The next piece needed beyond simple join-on-node is a set of logic which tells you when *not* to join data. OpenStreetMap already has the concept of a ‘layer’ — layers determine rendering order, but they also (essentially) determine the ordering on the earth. A bridge has a higher layer than a street, so they shouldn’t be merged topologically.

But what if they’re at the same layer, but not connected? (I can’t envision this, but suppose it happens.) The way I look at it, the answer is that this is a special case, and an additional ‘junction’ (or ‘not-junction’) node can be appropriate here.

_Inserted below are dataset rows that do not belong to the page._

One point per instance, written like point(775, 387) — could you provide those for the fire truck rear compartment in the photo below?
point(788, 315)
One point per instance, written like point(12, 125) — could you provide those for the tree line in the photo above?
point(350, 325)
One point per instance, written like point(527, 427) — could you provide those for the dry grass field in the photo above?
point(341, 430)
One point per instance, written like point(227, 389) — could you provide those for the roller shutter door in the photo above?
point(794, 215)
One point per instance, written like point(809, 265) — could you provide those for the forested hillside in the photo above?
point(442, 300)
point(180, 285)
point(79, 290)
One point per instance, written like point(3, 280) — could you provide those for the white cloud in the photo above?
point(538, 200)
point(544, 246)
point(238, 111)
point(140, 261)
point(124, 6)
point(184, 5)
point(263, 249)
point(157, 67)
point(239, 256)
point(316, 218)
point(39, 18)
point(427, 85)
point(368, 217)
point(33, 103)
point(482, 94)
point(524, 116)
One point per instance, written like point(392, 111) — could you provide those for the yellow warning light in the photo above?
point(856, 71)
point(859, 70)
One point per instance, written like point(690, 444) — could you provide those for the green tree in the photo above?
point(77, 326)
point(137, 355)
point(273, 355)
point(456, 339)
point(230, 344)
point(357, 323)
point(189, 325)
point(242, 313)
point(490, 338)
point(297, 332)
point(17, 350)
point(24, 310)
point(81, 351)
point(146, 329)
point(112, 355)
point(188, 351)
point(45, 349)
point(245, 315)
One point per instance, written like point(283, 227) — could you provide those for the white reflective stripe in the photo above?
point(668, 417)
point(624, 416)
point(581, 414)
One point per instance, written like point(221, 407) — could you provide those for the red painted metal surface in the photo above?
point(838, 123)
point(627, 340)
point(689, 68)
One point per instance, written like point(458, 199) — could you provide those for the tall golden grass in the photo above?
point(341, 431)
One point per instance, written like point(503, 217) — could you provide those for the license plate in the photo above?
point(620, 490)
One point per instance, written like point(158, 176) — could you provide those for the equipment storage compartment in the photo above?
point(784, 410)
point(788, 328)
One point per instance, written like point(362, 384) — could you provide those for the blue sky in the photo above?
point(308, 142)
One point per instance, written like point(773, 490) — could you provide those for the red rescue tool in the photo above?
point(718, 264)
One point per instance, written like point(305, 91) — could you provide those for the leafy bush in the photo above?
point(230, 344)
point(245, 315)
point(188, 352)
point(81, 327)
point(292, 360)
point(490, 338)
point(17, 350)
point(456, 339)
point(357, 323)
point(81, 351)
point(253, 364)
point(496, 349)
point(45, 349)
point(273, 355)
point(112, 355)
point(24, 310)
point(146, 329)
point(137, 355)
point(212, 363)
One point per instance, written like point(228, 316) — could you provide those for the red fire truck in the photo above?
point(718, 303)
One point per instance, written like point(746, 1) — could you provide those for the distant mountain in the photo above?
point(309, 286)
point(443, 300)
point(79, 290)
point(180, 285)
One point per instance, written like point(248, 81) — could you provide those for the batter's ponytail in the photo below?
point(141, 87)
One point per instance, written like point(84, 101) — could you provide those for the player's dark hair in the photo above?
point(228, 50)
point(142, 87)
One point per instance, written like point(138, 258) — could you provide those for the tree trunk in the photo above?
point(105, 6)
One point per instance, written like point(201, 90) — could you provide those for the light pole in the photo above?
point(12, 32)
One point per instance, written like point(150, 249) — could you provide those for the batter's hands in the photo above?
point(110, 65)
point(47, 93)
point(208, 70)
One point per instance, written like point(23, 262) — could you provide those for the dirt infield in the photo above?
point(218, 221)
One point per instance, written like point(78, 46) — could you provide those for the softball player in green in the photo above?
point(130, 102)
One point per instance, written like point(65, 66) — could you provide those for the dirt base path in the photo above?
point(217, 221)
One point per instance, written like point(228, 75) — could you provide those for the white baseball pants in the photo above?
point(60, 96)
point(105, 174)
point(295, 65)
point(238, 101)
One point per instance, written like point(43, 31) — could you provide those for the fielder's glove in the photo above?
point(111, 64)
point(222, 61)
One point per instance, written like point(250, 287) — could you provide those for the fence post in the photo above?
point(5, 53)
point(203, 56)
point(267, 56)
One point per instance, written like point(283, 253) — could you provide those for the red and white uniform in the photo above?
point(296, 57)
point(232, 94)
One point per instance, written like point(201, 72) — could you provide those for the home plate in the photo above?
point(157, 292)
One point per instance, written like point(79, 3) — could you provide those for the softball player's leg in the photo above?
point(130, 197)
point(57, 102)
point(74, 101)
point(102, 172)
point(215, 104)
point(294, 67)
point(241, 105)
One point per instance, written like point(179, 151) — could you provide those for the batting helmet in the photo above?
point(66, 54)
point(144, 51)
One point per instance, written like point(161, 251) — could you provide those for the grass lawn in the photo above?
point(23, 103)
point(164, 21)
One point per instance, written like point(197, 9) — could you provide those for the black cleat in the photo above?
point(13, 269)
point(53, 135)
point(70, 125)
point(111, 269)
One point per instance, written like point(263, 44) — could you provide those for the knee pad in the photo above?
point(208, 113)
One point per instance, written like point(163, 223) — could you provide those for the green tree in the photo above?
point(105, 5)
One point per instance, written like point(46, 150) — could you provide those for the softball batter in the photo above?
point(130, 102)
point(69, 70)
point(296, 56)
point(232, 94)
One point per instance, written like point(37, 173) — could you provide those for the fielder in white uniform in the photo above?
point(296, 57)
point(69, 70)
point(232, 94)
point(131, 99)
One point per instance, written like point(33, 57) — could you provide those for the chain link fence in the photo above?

Maybe I’m wrong. I’ve been wrong plenty of times before 🙂 However, this is how I’ve worked so far, and it’s worked out for the data I’m working with. I know that Frederik and I disagree on it — and that’s fine. Brings vitality to the discussion. 🙂 It’s good to see others so interested in solving the succinctly stated problems brought to the fore by the paper he has put together with Jochen (available from remote.org).

There’s an additional concern, stated by Steve on the list:

And yes you’re right, topological is really useful since OSM is a wiki and we track changes in nodes. Otherwise moving an intersection of many roads would mean updating many linestrings not one node.

another mailing list post

This one is more interesting to me, because I feel like moving topology to the client actually turns editing a topological operation — after which, grouping the edits in the API should be simple. Updating multiple features at once is a ‘simple matter of programming’ that I can solve (given time/effort on my part). Certainly I’ve built a RESTful Feature API that supports this — but it’s Simple Feature-based, not topology based.

Does anyone have experience of creating GIS data from aerial imagery? This is the thing that I have the most experience with, after mapping out a decent sized city using Yahoo! Maps as a backdrop. What do you use in editing? What do you use for export? How does it all tie together?

5 Responses to “Topology vs. Simple Features, pt deux”

  1. Paul Ramsey Says:

    Many of the professional photogrammetry shops in British Columbia use some form of CAD or CAD-like software for their data capture, such as Microstation. However, this is probably more a function of history (these packages always had the most advanced data capture tools Back in the Day) than any sort of present-day efficiency analysis.

  2. dylan beaudette Says:

    Hi Chis. I have been following this conversation for a while now, and thought I would add a couple of points.

    It seems that you and the OSM people are approaching the same problem from very different angles, as dictated by need and past experience:

    Chris – interactions with vector data in web-based clients, simple API structure, etc. You want to work with simple features because they are *simple*. there is only so much you can do in a web browser with JS and creating support for topology is hard.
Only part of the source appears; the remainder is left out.